Rupiah Sepekan Koreksi 0,23 Persen Imbas Sentimen Global dan Domestik
Analis Mata Uang dan Komoditas Ibrahim Assuaibi menjelaskan bahwa pelemahan rupiah sepekan ini dipengaruhi oleh kombinasi faktor eksternal dan internal.
IDXChannel - Nilai tukar rupiah terhadap dolar Amerika Serikat (AS) menutup perdagangan pekan ini di zona merah.
Tekanan beruntun dari eskalasi ketegangan geopolitik global serta kondisi ekonomi domestik yang masih melambat menjadi pemicu utama koreksi mata uang Garuda dalam sepekan terakhir.
Mengutip data Bloomberg, rupiah di pasar spot berada di level Rp17.963 per dolar AS pada penutupan Jumat, atau melemah 0,15 persen secara harian.
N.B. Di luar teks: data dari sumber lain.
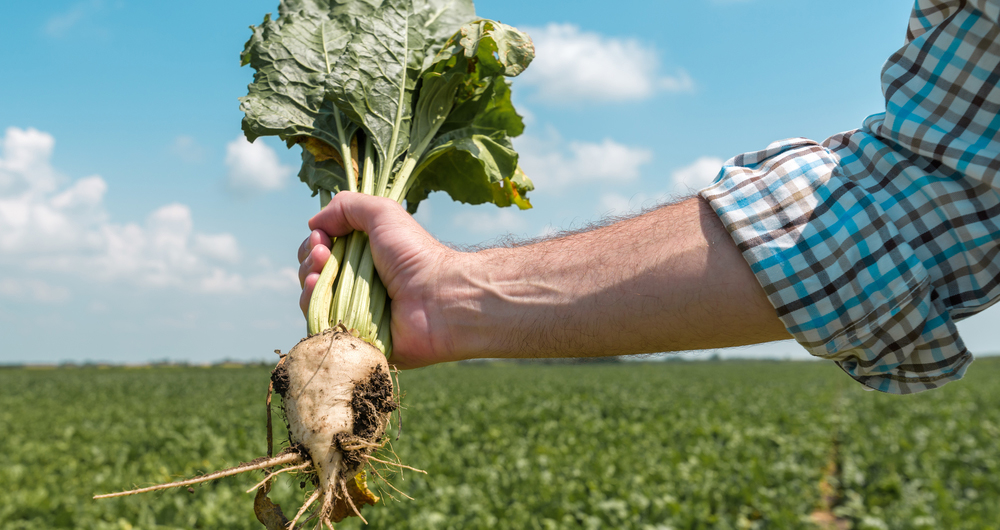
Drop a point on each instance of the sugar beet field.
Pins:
(628, 445)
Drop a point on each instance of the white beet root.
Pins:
(338, 396)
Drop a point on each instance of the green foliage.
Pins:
(665, 445)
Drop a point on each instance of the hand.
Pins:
(409, 261)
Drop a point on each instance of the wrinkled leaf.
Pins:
(472, 166)
(373, 80)
(495, 48)
(327, 174)
(292, 58)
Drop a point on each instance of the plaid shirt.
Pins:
(872, 244)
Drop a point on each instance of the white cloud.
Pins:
(554, 165)
(61, 24)
(220, 247)
(31, 289)
(684, 182)
(578, 66)
(491, 222)
(697, 175)
(254, 167)
(51, 225)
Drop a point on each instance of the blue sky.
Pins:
(135, 225)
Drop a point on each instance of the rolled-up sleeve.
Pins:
(873, 243)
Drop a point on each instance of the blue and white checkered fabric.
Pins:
(874, 243)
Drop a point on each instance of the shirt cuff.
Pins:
(843, 281)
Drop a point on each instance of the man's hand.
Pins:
(408, 261)
(669, 280)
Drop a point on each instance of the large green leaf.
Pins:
(325, 174)
(495, 48)
(474, 166)
(292, 57)
(373, 80)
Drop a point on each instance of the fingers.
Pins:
(308, 284)
(317, 237)
(355, 211)
(314, 263)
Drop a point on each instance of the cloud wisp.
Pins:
(684, 182)
(555, 165)
(51, 227)
(254, 168)
(575, 66)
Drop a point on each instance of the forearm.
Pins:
(669, 280)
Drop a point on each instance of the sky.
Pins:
(137, 225)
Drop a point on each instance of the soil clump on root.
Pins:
(337, 400)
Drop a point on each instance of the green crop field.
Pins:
(619, 445)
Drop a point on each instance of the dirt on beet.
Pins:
(372, 402)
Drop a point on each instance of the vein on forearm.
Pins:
(667, 280)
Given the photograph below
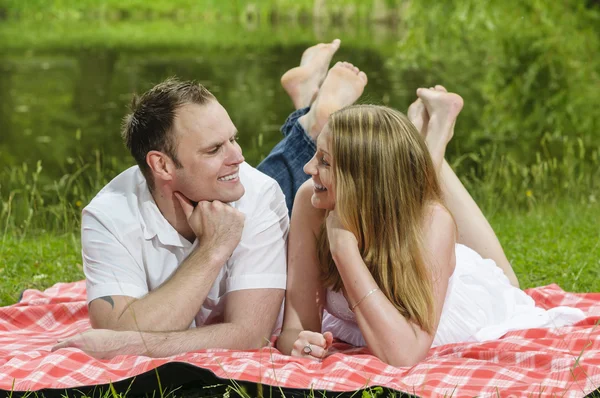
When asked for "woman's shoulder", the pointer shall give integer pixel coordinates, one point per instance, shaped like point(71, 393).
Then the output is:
point(439, 217)
point(440, 235)
point(304, 212)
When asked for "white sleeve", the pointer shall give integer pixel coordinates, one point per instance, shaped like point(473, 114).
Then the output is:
point(110, 269)
point(259, 261)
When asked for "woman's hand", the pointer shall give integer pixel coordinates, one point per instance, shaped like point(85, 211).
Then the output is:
point(338, 236)
point(102, 343)
point(312, 345)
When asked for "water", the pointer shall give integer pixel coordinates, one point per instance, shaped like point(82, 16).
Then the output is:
point(60, 105)
point(62, 101)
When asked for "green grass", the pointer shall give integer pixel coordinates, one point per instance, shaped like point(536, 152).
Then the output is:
point(558, 243)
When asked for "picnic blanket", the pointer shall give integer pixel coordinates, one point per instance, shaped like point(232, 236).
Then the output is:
point(538, 362)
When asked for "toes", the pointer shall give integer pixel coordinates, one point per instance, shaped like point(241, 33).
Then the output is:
point(363, 76)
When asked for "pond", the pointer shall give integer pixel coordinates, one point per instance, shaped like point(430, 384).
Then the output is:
point(62, 100)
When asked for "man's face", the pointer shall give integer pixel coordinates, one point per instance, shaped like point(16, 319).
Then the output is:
point(209, 153)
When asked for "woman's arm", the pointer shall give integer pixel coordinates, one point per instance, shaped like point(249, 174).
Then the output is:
point(390, 336)
point(305, 296)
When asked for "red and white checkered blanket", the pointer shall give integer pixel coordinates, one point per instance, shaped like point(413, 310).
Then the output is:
point(538, 362)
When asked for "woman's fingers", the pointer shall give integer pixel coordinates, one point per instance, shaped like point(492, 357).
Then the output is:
point(310, 345)
point(328, 339)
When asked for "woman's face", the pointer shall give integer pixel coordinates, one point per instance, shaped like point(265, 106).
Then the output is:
point(320, 168)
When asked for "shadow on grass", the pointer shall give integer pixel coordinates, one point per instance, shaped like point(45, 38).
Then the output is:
point(174, 380)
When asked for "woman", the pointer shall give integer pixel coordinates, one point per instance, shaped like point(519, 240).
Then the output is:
point(373, 257)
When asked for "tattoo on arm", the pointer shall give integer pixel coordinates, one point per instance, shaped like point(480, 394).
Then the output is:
point(108, 299)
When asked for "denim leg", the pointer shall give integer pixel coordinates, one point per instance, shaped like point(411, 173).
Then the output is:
point(286, 161)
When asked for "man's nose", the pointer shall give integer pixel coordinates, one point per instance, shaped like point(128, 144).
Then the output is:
point(309, 168)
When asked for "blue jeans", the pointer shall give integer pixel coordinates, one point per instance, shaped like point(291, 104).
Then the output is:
point(286, 161)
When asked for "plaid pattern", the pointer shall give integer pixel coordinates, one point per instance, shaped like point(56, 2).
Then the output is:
point(537, 362)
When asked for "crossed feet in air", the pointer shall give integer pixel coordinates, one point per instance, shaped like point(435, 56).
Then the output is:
point(434, 115)
point(434, 112)
point(327, 91)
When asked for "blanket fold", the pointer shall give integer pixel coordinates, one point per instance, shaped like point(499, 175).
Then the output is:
point(540, 362)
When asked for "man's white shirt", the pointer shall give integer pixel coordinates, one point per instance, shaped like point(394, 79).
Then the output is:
point(130, 249)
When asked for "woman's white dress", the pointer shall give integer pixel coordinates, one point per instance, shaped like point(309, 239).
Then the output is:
point(480, 305)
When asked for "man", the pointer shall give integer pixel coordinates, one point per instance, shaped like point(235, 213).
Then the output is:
point(192, 236)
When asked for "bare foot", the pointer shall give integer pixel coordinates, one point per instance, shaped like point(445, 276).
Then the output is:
point(343, 85)
point(302, 82)
point(443, 109)
point(418, 115)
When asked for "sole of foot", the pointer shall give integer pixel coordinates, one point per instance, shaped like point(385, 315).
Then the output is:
point(343, 85)
point(441, 104)
point(418, 115)
point(302, 82)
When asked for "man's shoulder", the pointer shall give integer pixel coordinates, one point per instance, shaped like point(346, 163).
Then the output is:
point(262, 191)
point(256, 184)
point(119, 198)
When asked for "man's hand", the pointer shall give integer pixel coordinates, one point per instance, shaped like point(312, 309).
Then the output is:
point(217, 225)
point(105, 344)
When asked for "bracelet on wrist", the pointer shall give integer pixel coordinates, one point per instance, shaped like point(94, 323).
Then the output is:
point(363, 299)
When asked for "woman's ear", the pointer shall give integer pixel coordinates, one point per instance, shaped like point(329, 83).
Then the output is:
point(161, 165)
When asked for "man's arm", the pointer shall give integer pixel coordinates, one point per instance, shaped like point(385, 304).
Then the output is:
point(174, 304)
point(244, 329)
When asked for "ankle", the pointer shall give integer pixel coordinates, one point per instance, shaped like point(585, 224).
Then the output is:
point(309, 123)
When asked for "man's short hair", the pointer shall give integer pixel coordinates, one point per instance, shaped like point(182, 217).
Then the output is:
point(148, 126)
Untuk sepekan, rupiah tercatat terkoreksi 0,23 persen dibandingkan posisi penutupan pekan sebelumnya pada Jumat (17/7/2026) yang berada di level Rp17.921 per dolar AS.
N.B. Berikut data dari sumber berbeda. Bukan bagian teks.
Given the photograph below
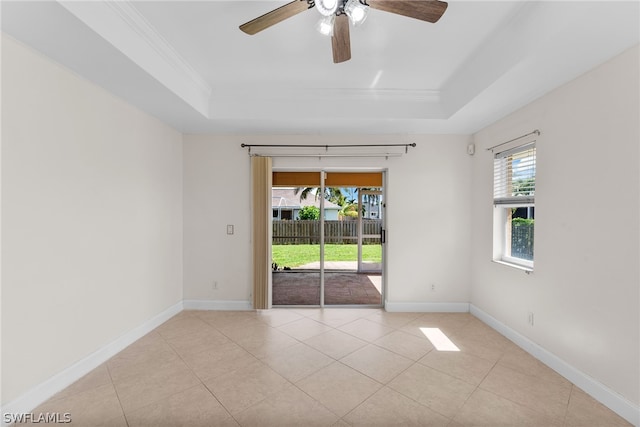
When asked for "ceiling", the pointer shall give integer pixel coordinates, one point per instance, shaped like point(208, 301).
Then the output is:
point(187, 63)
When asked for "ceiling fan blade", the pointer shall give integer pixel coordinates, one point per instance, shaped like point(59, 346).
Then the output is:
point(340, 41)
point(425, 10)
point(276, 15)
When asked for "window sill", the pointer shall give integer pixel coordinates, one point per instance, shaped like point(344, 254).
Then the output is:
point(527, 270)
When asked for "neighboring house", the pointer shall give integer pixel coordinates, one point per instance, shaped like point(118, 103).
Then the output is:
point(286, 204)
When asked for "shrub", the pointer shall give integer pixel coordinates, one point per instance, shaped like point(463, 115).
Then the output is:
point(309, 213)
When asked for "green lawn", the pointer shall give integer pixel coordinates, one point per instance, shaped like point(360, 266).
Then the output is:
point(297, 255)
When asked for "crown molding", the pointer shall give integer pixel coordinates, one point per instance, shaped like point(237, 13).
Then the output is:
point(122, 25)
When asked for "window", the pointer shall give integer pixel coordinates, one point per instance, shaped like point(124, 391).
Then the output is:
point(514, 187)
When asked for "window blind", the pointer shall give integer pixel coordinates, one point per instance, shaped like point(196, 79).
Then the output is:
point(514, 175)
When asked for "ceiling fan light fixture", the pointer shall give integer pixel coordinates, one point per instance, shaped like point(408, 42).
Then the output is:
point(325, 25)
point(356, 11)
point(327, 7)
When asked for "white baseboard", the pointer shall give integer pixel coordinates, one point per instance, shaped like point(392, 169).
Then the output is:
point(598, 391)
point(427, 307)
point(43, 391)
point(196, 304)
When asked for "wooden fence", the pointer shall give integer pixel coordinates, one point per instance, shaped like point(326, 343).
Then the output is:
point(302, 232)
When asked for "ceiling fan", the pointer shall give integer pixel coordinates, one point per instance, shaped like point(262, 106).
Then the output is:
point(336, 15)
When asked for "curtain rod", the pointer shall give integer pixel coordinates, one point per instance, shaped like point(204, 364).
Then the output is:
point(535, 132)
point(327, 146)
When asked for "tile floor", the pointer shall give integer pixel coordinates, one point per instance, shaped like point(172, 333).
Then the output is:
point(331, 367)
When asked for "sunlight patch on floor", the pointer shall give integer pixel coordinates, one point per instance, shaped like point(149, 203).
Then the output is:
point(439, 340)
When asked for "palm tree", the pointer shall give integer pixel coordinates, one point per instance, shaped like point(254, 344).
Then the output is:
point(332, 194)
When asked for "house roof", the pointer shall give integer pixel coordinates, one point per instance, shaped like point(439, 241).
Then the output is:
point(188, 63)
point(286, 198)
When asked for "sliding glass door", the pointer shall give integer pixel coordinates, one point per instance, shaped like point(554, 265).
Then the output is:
point(327, 240)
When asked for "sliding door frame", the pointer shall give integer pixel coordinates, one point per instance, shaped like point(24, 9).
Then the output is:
point(322, 177)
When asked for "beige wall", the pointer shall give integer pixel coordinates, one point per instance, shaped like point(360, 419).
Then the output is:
point(427, 213)
point(584, 291)
point(91, 218)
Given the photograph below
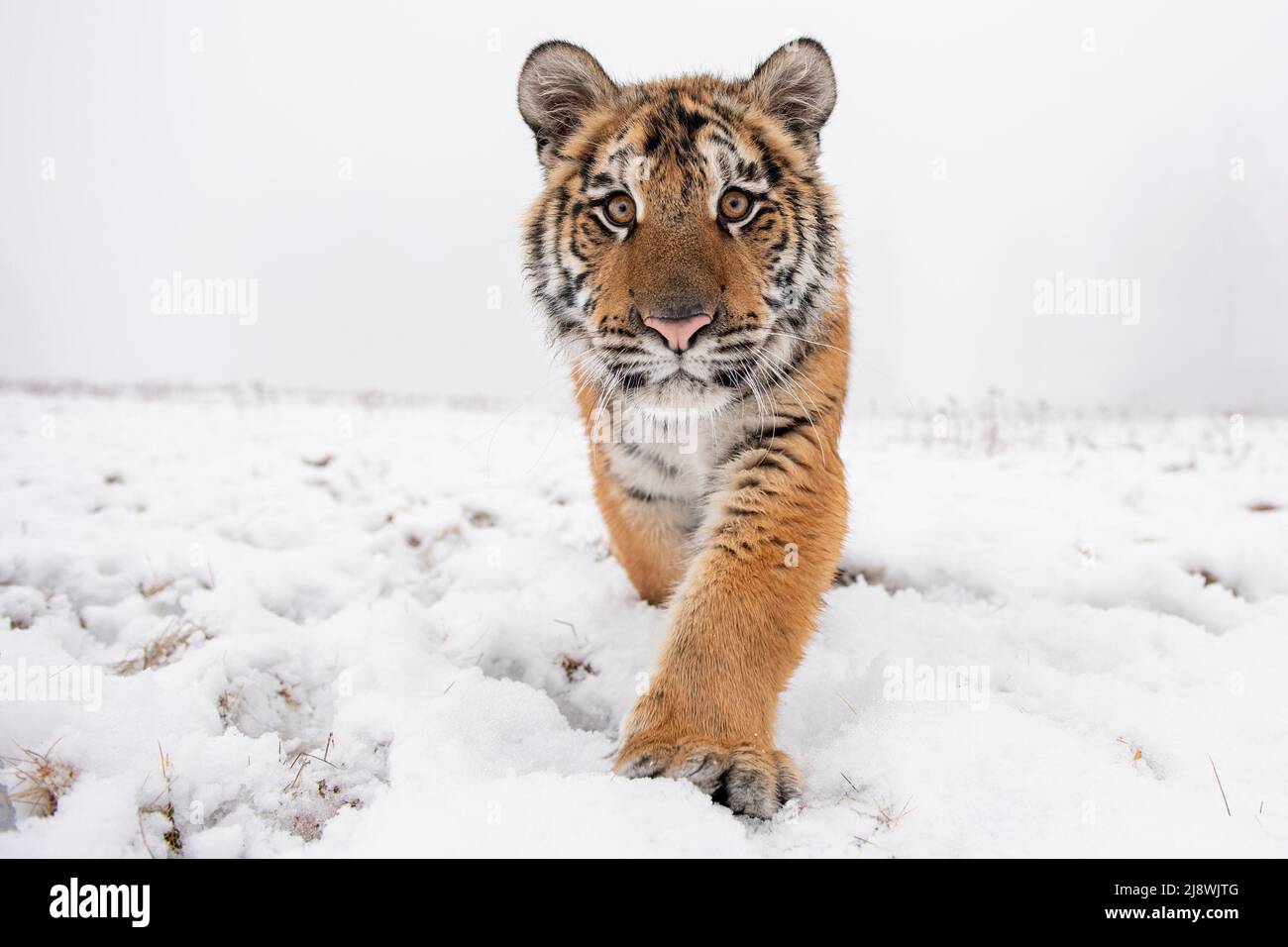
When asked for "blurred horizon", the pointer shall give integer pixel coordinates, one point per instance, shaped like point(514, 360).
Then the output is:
point(360, 171)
Kondisi serupa tecermin pada kurs Jakarta Interbank Spot Dollar Rate (Jisdor) Bank Indonesia yang ditutup melemah 0,32 persen secara harian ke level Rp17.973 per dolar AS pada Jumat. Secara mingguan, kurs Jisdor mengalami penurunan sebesar 0,16 persen dari posisi Rp17.944 per dolar AS pada akhir pekan lalu.
Analis Mata Uang dan Komoditas Ibrahim Assuaibi menjelaskan bahwa pelemahan rupiah sepekan ini dipengaruhi oleh kombinasi faktor eksternal dan internal. Dari mancanegara, perhatian pelaku pasar tertuju pada memanasnya kembali konflik militer antara Amerika Serikat dan Iran.
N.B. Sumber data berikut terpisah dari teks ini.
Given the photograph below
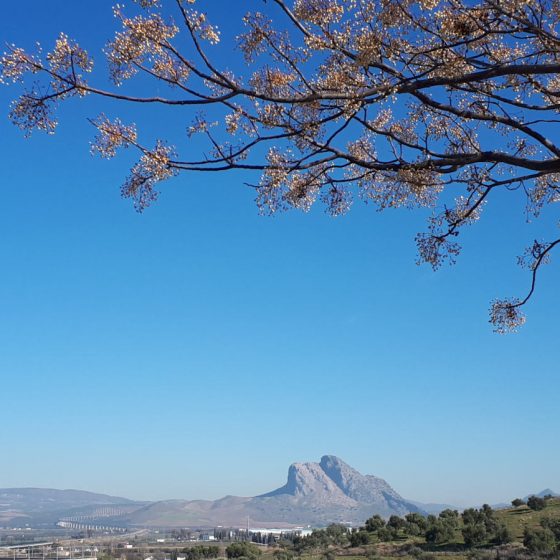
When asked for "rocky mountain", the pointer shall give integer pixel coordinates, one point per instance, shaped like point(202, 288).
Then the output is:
point(315, 494)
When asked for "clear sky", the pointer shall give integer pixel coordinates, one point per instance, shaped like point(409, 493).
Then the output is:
point(198, 349)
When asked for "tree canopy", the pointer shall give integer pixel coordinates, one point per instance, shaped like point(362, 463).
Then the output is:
point(437, 103)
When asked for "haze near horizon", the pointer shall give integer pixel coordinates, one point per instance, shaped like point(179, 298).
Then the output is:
point(198, 349)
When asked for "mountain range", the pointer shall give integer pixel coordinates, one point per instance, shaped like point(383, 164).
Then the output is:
point(315, 494)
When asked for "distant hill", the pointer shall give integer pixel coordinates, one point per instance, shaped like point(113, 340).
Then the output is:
point(45, 506)
point(314, 494)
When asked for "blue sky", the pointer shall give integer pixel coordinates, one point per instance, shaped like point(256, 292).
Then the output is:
point(198, 349)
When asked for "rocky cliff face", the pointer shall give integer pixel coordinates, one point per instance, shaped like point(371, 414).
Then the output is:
point(315, 494)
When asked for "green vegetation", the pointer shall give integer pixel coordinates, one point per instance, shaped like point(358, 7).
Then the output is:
point(245, 550)
point(517, 533)
point(200, 552)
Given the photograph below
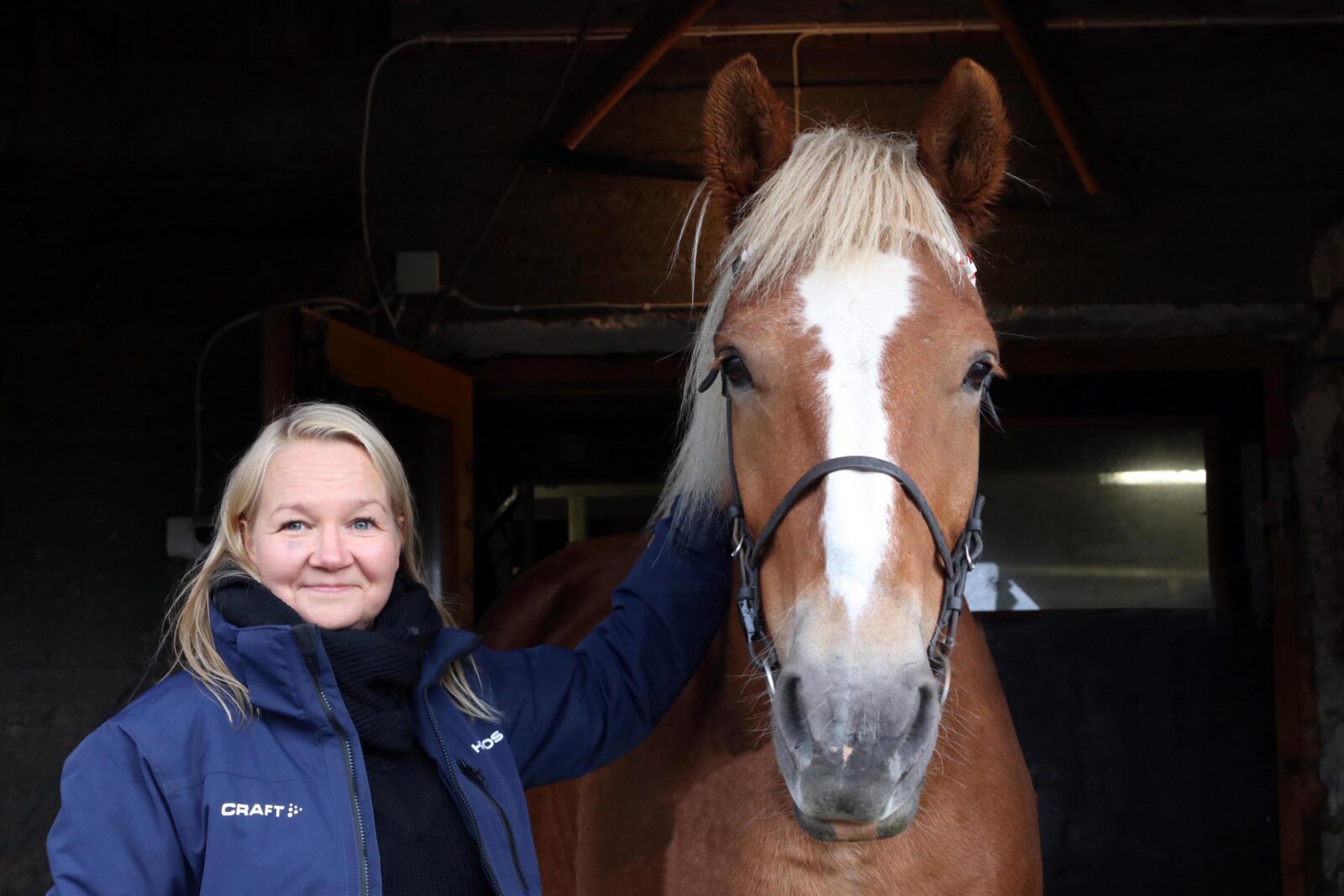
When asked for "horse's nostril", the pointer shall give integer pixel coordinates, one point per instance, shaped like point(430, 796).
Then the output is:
point(927, 714)
point(792, 718)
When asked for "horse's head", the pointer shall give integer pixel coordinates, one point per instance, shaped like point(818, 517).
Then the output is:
point(847, 322)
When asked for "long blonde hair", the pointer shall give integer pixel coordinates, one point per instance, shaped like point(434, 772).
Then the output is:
point(188, 620)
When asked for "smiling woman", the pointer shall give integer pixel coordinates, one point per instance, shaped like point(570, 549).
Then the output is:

Serangan pasukan AS ke sejumlah fasilitas militer Iran dibalas dengan gempuran ke posisi militer AS di Bahrain, Kuwait, hingga Yordania. Kondisi ini memicu kekhawatiran terhadap kelancaran jalur pelayaran di Selat Hormuz, yang berpotensi mengganggu pasokan minyak dunia serta melambungkan biaya pengiriman dan premi asuransi.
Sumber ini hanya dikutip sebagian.